After several years of major damage in our area from hurricanes, Florence spared us. But she didn’t spare our neighbors just up the coast. We were nervous and mesmerized at the same time as we awaited another shift in direction, and watched the power of Mother Nature unleashed once again.

Just as we needed the generous nature of others in times past, others need our help now.

We know philanthropy. We know community foundations. We know what they’re going through because we’ve gone through it too. So, if you’re moved to help, I offer some suggestions that allow you to give to vetted institutions that are known to us and where your gift will be well-utilized:

The One SC Fund is a statewide disaster fund managed by the Central Carolina Community Foundation in Columbia. It did statewide disaster grantmaking following the floods in 2015, Matthew in 2016, and Irma in 2017. And it will be there for Florence.

Those wishing to contribute to the One SC Fund can do so in the following ways:

  • Online: Visit
  • Mail: Make checks payable to Central Carolina Community Foundation-One SC at 2711 Middleburg Drive, Suite 213, Columbia, SC 29204.

The Disaster Relief Fund at the North Carolina Community Foundation is also an option to help our friends farther up the coast.

  • Online: Visit
  • Mail: Make checks payable to NCCF – Disaster Relief at 3737 Glenwood Ave., Suite 460, Raleigh, NC 27612

Live generously.

Denise K. Spencer

President and CEO

Community Foundation of the Lowcountry

To the Editor:

Vince Sgroi made several inaccurate statements in his recent letter (Bluffton Sun, Sept. 5). He complains Democrats “still can’t accept the result … of the election.” Not liking the results is true.

He also writes, Democrats “will obstruct and resist.” It is entirely normal for both parties to disagree and resist the other.

Mr. Sgroi does not mention the eight-year-long GOP campaign to obstruct President Obama. This included a public insult during the State of the Union address.

The GOP blocked a hearing for Merrick Garland to join the Supreme Court.

Mr. Sgroi writes that Democrats advocate open borders and support crime by aliens. This is a lie. No one I have heard of advocated open borders. The GOP has refused to allow any immigration bill to come to a vote.

Immigration is a fundamental American value. It was a stated cause in the Declaration of Independence. It is a stated direct power of Congress to make legislation on the subject. This power has very limited court review as long as the law or any part of the law is rational.
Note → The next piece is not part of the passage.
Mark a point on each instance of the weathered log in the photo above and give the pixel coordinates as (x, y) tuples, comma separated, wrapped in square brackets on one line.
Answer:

I am a retired immigration official and have the knowledge to write on the issue.

William Cubley

Sun City Hilton Head

To the Editor:

Imagine my shock after returning from the mandatory evacuation from Hurricane Florence and opening my mail to find a letter from Crescent Atlantic States Management, stating that we must remove the banner over our front door that depicted a recent photo and congratulations for our Parris Island Marine graduate and his homecoming.

I am totally numb by the idea that people in this community would complain about a family being proud of their son in the armed services, especially since our Marines have been exceptional at helping those suffering in this storm and its aftermath.

The letter stated “no sign whatsoever,” commercial or otherwise should be posted, and that the banners must be taken down immediately.

I have no words for such a display of disheartening disrespect.